Predicting Breast Cancer Recurrence and Metastasis: A Hybrid Approach Using Chi-Square and ADA Boost on the SEER Dataset
DOI:
https://doi.org/10.64149/J.Carcinog.24.2s.150-166Abstract
Breast cancer remains one of the most prevalent malignancies among women globally, significantly contributing to cancer-related mortality. Despite advancements in diagnostic methods and treatments, the management of breast cancer is still challenging due to the risks of recurrence and metastasis. We have proposed a hybrid approach for feature reduction using the Chi-square test and the leave-one-out method, followed by the application of various machine learning and ensemble learning techniques. This research utilizes the SEER database, which spans the years 2017 to 2022 and encompasses detailed information on patient demographics, tumor characteristics, treatment modalities, and metastasis status, comprising a total of 79 features.
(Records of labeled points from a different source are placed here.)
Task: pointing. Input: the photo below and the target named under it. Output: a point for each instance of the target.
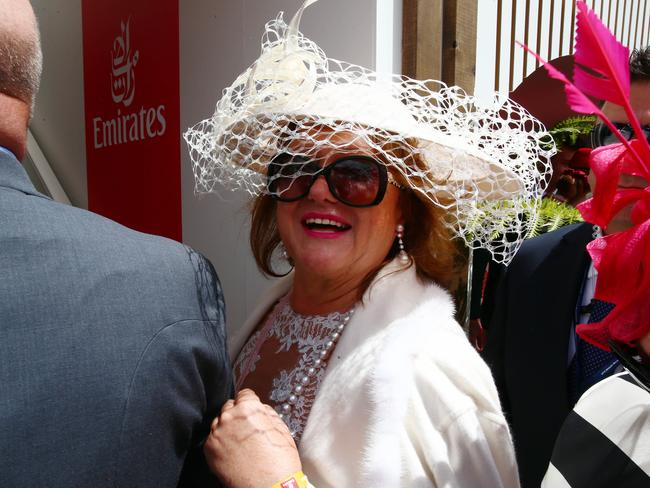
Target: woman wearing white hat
(361, 183)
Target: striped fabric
(605, 440)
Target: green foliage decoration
(567, 132)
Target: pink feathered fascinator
(622, 259)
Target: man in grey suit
(112, 347)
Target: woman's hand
(249, 445)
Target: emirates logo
(123, 66)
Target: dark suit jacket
(112, 349)
(528, 340)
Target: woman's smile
(324, 225)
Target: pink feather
(598, 50)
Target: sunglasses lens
(603, 136)
(357, 181)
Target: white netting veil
(487, 165)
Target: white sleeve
(458, 429)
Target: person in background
(112, 342)
(539, 364)
(360, 182)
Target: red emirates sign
(132, 108)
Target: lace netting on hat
(485, 164)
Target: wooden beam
(422, 38)
(459, 43)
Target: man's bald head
(20, 51)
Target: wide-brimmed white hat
(486, 163)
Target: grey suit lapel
(14, 176)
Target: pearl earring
(283, 251)
(404, 258)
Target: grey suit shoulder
(112, 348)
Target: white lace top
(306, 333)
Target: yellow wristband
(296, 480)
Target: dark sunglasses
(602, 136)
(357, 181)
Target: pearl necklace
(307, 375)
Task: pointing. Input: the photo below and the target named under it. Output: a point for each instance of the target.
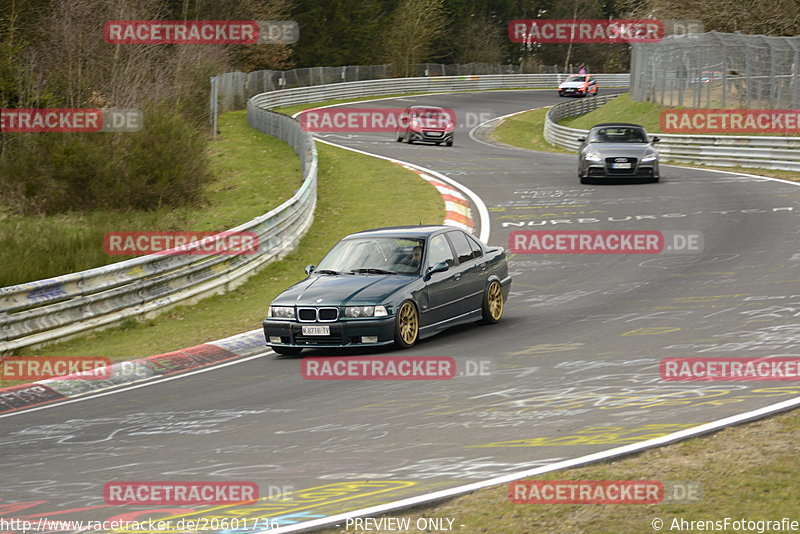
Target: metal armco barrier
(46, 310)
(760, 152)
(39, 312)
(434, 84)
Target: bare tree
(413, 29)
(480, 42)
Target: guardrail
(433, 84)
(38, 312)
(759, 152)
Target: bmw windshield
(374, 255)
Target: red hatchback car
(578, 85)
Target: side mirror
(437, 268)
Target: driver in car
(415, 258)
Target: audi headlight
(365, 311)
(281, 312)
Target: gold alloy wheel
(495, 298)
(408, 323)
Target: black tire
(493, 303)
(287, 351)
(406, 325)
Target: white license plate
(316, 330)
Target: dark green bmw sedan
(390, 285)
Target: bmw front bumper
(343, 333)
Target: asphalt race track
(571, 369)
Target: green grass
(749, 471)
(254, 173)
(355, 192)
(526, 130)
(621, 109)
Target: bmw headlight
(365, 311)
(281, 312)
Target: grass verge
(355, 192)
(255, 173)
(741, 475)
(526, 130)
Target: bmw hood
(342, 290)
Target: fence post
(213, 106)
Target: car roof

In the pre-processing step refined the dataset to 24 features and 105,404 instances, key factors contributing to recurrence and metastasis. The analysis concentrated on a sample of 5,387 cases of breast cancer-related deaths. Statistical evaluations revealed that approximately 30% of the deaths occurred in patients aged 85 and above, with HR+/HER2- being the predominant breast cancer subtype. The majority of patients had a single tumor, with 2,143 cases. Further to predict the recurrence and metastasis, multiple machine learning models, including K-nearest neighbors, logistic regression, random forest, Adaboost, and gradient boosting, were trained and rigorously tested. By applying these algorithms, we achieved 100% accuracy in predicting recurrence and metastasis using the proposed approach. This research emphasizes the development of interpretable and actionable predictive models to assist in clinical decision-making. By identifying significant features and enhancing predictive accuracy, the models aim to improve patient outcomes in breast cancer management through early and personalized treatment plans.